Qui aurait cru que des emballages de biscuits puissent susciter autant d'émoi ? Non seulement les logos proposés par Santé Canada pour signaler les aliments riches en sucres, en gras saturés ou en sodium sont critiqués par de nombreux fabricants canadiens, mais l'administration Trump tente d'utiliser l'ALENA pour les faire interdire. Ottawa ne doit pas se laisser marcher sur les pieds.

Quatre modèles de pictogrammes sont envisagés pour permettre aux consommateurs de repérer plus facilement les aliments transformés à forte teneur en sucres, gras saturés ou sodium. Santé Canada consulte actuellement la population à ce sujet, mais les Américains se sont aussi invités dans la discussion.

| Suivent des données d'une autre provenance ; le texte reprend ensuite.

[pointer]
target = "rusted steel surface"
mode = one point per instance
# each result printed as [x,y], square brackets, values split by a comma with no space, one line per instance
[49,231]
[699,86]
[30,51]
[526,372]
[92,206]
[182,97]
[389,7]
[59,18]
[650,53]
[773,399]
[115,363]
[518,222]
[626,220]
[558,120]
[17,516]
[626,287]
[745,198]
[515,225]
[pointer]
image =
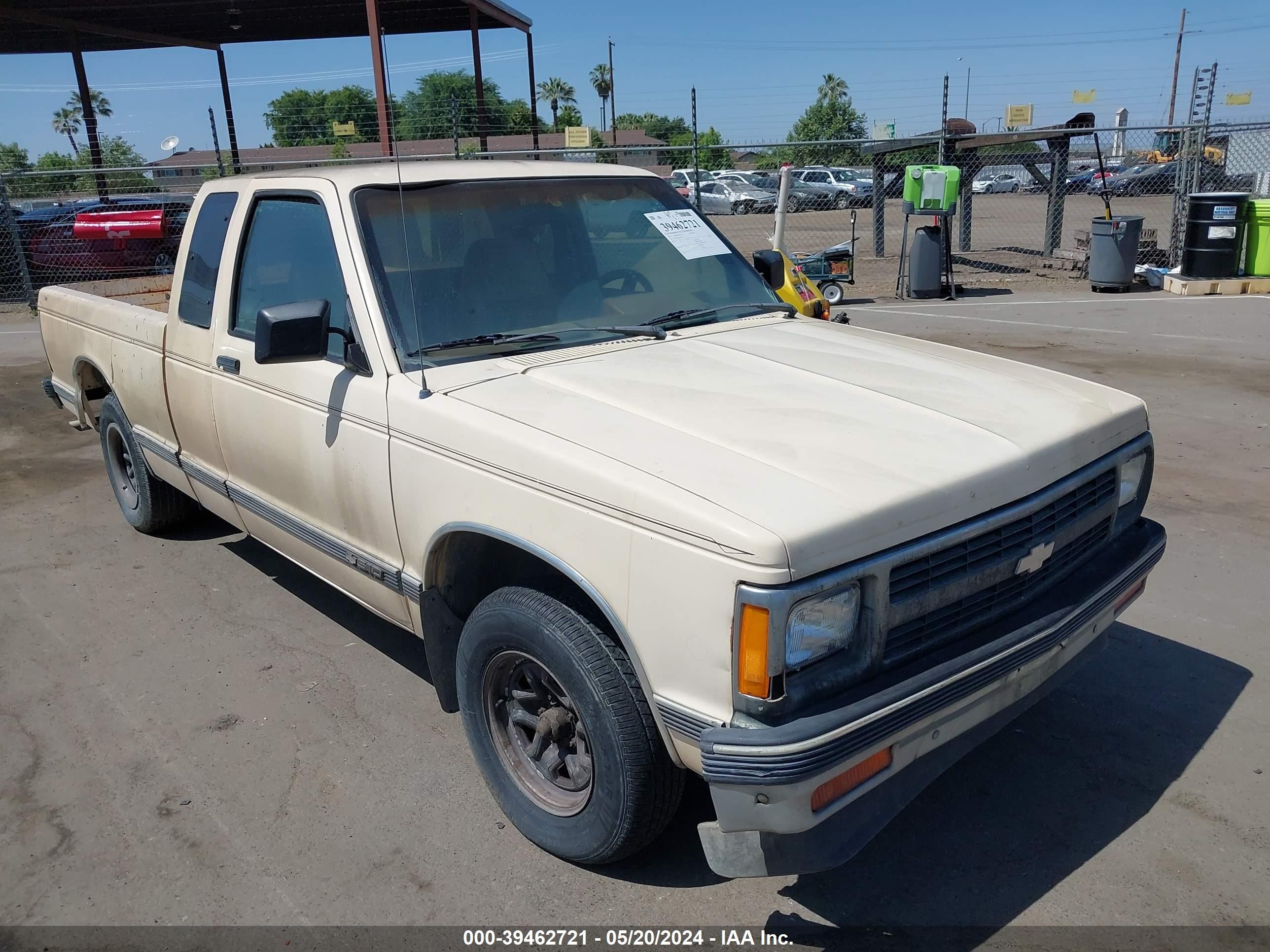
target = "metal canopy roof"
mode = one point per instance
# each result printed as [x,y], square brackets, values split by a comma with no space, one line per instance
[42,26]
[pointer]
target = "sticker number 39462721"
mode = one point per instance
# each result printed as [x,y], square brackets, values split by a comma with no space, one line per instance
[687,233]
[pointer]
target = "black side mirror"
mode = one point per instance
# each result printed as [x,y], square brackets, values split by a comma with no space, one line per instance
[771,268]
[290,333]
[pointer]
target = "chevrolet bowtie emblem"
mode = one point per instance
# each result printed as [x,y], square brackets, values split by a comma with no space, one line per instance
[1035,559]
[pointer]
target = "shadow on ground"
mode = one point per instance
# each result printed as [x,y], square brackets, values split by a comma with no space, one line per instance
[1015,816]
[395,644]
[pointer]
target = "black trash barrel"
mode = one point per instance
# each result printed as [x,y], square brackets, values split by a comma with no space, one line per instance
[1214,235]
[1114,252]
[925,263]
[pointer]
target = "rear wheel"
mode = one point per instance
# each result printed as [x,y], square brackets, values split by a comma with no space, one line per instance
[561,729]
[146,502]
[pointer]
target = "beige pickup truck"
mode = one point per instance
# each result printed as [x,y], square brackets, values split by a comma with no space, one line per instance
[644,519]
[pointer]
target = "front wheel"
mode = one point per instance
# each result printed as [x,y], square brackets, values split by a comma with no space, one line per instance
[561,729]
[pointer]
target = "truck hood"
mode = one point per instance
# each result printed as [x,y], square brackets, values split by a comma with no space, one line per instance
[839,441]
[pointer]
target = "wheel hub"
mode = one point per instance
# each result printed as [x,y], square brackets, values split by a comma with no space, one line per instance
[539,734]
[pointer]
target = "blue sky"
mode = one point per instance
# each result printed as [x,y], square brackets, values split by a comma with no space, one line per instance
[756,65]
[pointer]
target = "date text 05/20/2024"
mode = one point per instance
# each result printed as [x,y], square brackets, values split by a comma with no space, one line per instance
[722,938]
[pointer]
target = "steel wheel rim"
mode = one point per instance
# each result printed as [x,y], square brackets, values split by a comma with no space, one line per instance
[537,733]
[124,473]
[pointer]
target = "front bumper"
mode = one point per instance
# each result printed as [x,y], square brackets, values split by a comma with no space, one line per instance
[761,780]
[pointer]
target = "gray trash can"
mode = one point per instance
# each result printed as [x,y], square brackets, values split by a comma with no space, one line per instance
[1114,252]
[925,270]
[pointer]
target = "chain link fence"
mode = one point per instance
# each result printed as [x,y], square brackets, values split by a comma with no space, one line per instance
[1025,202]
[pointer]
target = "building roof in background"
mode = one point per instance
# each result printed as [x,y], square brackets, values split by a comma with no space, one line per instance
[371,150]
[41,26]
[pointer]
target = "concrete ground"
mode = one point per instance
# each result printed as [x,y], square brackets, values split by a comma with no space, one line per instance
[193,730]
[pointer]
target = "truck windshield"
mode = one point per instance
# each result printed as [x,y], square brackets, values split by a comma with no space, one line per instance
[457,261]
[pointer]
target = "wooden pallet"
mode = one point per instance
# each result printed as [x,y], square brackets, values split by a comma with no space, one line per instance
[1192,287]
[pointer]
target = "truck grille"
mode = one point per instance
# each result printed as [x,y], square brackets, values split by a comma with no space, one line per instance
[948,565]
[1064,521]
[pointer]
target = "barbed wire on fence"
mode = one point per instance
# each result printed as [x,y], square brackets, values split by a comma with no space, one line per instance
[1022,202]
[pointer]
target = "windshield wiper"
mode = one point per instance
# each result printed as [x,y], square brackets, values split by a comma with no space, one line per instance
[675,316]
[484,340]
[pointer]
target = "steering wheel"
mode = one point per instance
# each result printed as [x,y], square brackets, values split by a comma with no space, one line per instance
[630,280]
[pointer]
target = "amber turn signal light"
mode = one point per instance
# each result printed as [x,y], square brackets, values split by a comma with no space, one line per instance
[850,779]
[752,653]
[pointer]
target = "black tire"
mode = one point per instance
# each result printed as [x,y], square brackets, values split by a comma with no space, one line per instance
[832,292]
[146,502]
[633,786]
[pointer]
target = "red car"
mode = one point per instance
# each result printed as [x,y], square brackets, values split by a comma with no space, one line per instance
[117,240]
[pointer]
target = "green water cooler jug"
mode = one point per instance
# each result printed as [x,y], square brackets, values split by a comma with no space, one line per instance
[1256,257]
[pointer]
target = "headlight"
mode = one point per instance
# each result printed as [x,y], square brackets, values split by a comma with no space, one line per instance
[819,626]
[1130,477]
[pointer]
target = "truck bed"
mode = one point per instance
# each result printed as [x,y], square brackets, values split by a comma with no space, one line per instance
[109,331]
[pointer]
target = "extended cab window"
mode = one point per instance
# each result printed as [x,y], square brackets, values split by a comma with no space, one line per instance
[290,256]
[578,253]
[208,243]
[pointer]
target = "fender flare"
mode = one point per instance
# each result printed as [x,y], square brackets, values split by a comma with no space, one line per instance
[576,578]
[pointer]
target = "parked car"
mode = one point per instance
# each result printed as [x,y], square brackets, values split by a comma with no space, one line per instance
[1002,182]
[55,249]
[1158,179]
[645,521]
[847,188]
[729,197]
[802,195]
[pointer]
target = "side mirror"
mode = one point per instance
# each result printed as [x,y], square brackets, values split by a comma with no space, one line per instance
[771,268]
[290,333]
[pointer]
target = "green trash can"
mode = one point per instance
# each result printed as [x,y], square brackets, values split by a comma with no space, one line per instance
[1256,258]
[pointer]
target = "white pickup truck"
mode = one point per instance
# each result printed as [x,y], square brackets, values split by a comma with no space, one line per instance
[644,519]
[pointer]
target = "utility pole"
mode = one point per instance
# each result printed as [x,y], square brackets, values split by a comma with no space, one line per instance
[696,175]
[612,101]
[1178,60]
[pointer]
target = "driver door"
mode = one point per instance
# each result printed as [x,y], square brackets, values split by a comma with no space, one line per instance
[307,443]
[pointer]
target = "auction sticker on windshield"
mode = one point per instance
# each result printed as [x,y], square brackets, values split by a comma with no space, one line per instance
[687,233]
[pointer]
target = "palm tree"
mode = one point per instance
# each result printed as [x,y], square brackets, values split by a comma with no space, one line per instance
[557,92]
[602,79]
[832,89]
[101,104]
[67,122]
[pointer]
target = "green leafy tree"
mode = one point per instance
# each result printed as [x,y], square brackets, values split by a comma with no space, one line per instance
[354,104]
[710,153]
[426,112]
[117,153]
[67,122]
[832,89]
[557,93]
[569,116]
[830,117]
[662,127]
[602,82]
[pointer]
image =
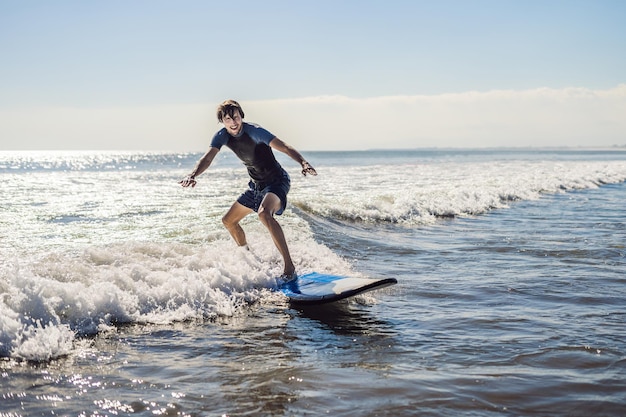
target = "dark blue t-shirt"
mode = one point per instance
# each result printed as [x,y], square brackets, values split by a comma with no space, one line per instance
[252,146]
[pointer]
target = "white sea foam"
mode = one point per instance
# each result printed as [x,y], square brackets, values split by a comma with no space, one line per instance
[85,246]
[413,194]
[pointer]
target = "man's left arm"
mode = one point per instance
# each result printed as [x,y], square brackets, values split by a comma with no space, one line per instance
[290,151]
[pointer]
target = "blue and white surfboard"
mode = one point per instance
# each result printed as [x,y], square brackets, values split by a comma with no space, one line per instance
[316,288]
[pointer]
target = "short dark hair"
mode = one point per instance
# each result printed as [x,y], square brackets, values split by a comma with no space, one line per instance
[228,108]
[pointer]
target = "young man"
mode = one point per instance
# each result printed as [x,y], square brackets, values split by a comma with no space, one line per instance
[269,182]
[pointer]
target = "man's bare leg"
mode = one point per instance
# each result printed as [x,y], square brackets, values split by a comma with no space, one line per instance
[269,206]
[231,221]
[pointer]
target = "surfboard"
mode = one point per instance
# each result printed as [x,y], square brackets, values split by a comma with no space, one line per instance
[317,288]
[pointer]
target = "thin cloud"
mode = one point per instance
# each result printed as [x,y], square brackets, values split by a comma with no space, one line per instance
[498,118]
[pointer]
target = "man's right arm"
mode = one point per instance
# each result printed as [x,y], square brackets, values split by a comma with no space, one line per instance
[203,164]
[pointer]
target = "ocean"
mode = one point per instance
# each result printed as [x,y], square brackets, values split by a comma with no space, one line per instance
[122,294]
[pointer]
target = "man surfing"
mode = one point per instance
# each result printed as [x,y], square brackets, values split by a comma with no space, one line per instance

Le bureau du représentant au Commerce extérieur, qui pilote les négociations de l'ALENA pour les États-Unis, demande qu'aucun des trois partenaires de l'accord ne puisse imposer des avertissements sur le devant des emballages alimentaires, a révélé le New York Times le mois dernier. Une proposition confirmée par le représentant au Commerce, Robert Lighthizer, qui craint que l'imposition de tels symboles ne serve à créer « un environnement protectionniste ».

Pas besoin d'aller aussi loin pour sentir le ressac : plusieurs manufacturiers et représentants de l'industrie alimentaire canadienne ont fait part de leur opposition et de leurs réserves à Santé Canada au cours des derniers mois.

Que les fabricants préfèrent garder le contrôle sur le devant de leurs emballages, on peut le comprendre. Pour l'instant, les informations nutritionnelles sont confinées sur les côtés ou à l'endos, et la façade sert plutôt à promouvoir le produit. Les mises en garde de Santé Canada auraient des allures de points noirs sur leur visuel alléchant. Et surtout, elles seraient pas mal moins flatteuses que les mentions qui y figurent actuellement - comme « source de » (fibres, calcium, oméga-3, etc.), « sans » (cholestérol, sucre ajouté, gluten, etc.) ou « faible en » (calories, sodium, lipides, etc.).

Mais accuser les pictogrammes de Santé Canada de visées protectionnistes ? C'est vraiment tiré par les cheveux ! 

La réglementation proposée n'interdit aucun produit, elle cherche simplement à attirer l'attention sur certains ingrédients.

La véritable explication, en fait, se trouve à l'extérieur de l'ALENA. La Grocery Manufacturers Association, qui représente les plus grands fabricants d'aliments et de boissons des États-Unis, s'inquiète de l'impact des lois chiliennes, rapporte le New York Times.

Le gouvernement chilien a fait figure de pionnier en implantant, à l'été 2016, un système de pictogrammes en forme de panneau d'arrêt pour signaler les aliments à haute teneur en sucre, en gras saturés, en sodium et en calories. Une douzaine de pays d'Américaine latine, et quelques autres, comme Israël, l'Australie, la Nouvelle-Zélande et le Canada, l'ont consulté pour développer leur propre réglementation, indique le ministère chilien de la Santé.

Des multinationales de l'agroalimentaire ont attaqué la loi chilienne devant les tribunaux, mais il faut savoir que cette loi ratisse autrement plus large que le projet de règlement canadien. La vente d'aliments portant un pictogramme « alto en » (à teneur élevée en...) est interdite dans les établissements scolaires. Ces produits ne peuvent pas non plus être publicisés auprès des moins de 14 ans - et la présence de personnages sur l'emballage fait partie des critères servant à déterminer si les jeunes sont ciblés.

L'étiquetage proposé par Ottawa, lui, permettra seulement aux Canadiens qui surveillent leur consommation de sodium, de sucres ou de gras saturés de repérer plus facilement les aliments qui en contiennent beaucoup. On peut difficilement faire moins subversif ! 

Des fabricants décideront peut-être de reformuler certains de leurs produits pour éviter d'avoir à y apposer un pictogramme, mais ce sera leur choix. Personne ne les forcera à le faire.

« La proposition américaine n'est pas acceptable », a indiqué le négociateur en chef pour le Canada, Steve Verheul.

Heureusement, mais gardons l'oeil ouvert. Il ne faudrait pas que, dans son désir de sauver l'ALENA, le Canada cède un droit aussi élémentaire que celui de réglementer l'étiquetage des aliments vendus sur son territoire.